Tribune – Quel discours chrétien adopter dans le débat politique ? Pour Benoît Sibille, l’urgence écologique insufflée par l’encyclique du pape François sur la sauvegarde de la maison commune doit en être le socle. Cet agrégé de philosophie à l’Institut Catholique de Paris invite les fidèles à ne pas s’enfermer dans des revendications morales et bioéthiques, pendants de la cause écologique radicale. Avec, en ligne de mire, le prochain scrutin législatif et l’espérance suggestive de voir à terme émerger une gauche chrétienne dans l’hémicycle. 

Par Benoît Sibille, agrégé de philosophie.

Lorsque des catholiques prennent publiquement la parole pour parler de politique, ils se sentent obligés de mentionner les questions dites de « morale sexuelle et familiale » ainsi que les questions « bioéthiques ». Même du côté des chrétiens dit « progressistes » ou « de gauche », l’appel à prendre en compte les questions sociales est le plus souvent accompagné d’un « bien qu’il y ait à redire sur les questions liées au respect de la vie » comme s’il fallait nécessairement s’excuser et se justifier de ne pas en faire LE problème principal.

Prendre les questions de morale sexuelle, familiale et bioéthique comme porte d’entrée et comme passage obligé du discernement politique nous semble pourtant être une grave erreur. Nous voudrions, à l’approche d’une nouvelle échéance électorale – constitutionnellement bien plus importante que la précédente – tenter de clarifier cela et contribuer ainsi au discernement chrétien face aux urgences du temps.
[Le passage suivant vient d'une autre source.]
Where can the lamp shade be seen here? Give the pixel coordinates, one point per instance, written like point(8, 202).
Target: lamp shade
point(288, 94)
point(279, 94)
La morale privée n’existe pas

Nous autres catholiques français avons souvent du mal à penser les choses politiquement. Nous sommes tentés de réduire l’état du monde à une somme de choix moraux individuels et pensons spontanément que si la société va mal et que le monde est en crise c’est du fait de la perversion morale de certains individus – que ce soit les riches avides ou les bobos décadents –, de sorte que le débat politique nous apparaît comme un guerre de valeurs, une lutte du bien contre le mal. S’il y a dans cette idée la trace d’une intuition chrétienne fondamentale – la liberté humaine qui devant Dieu est responsable de ses actes –, il nous faut réaliser qu’il s’agit surtout de la sédimentation en nous d’une croyance propre au libéralisme et ayant comme principal effet de nous rendre impuissant face à l’ordre du monde.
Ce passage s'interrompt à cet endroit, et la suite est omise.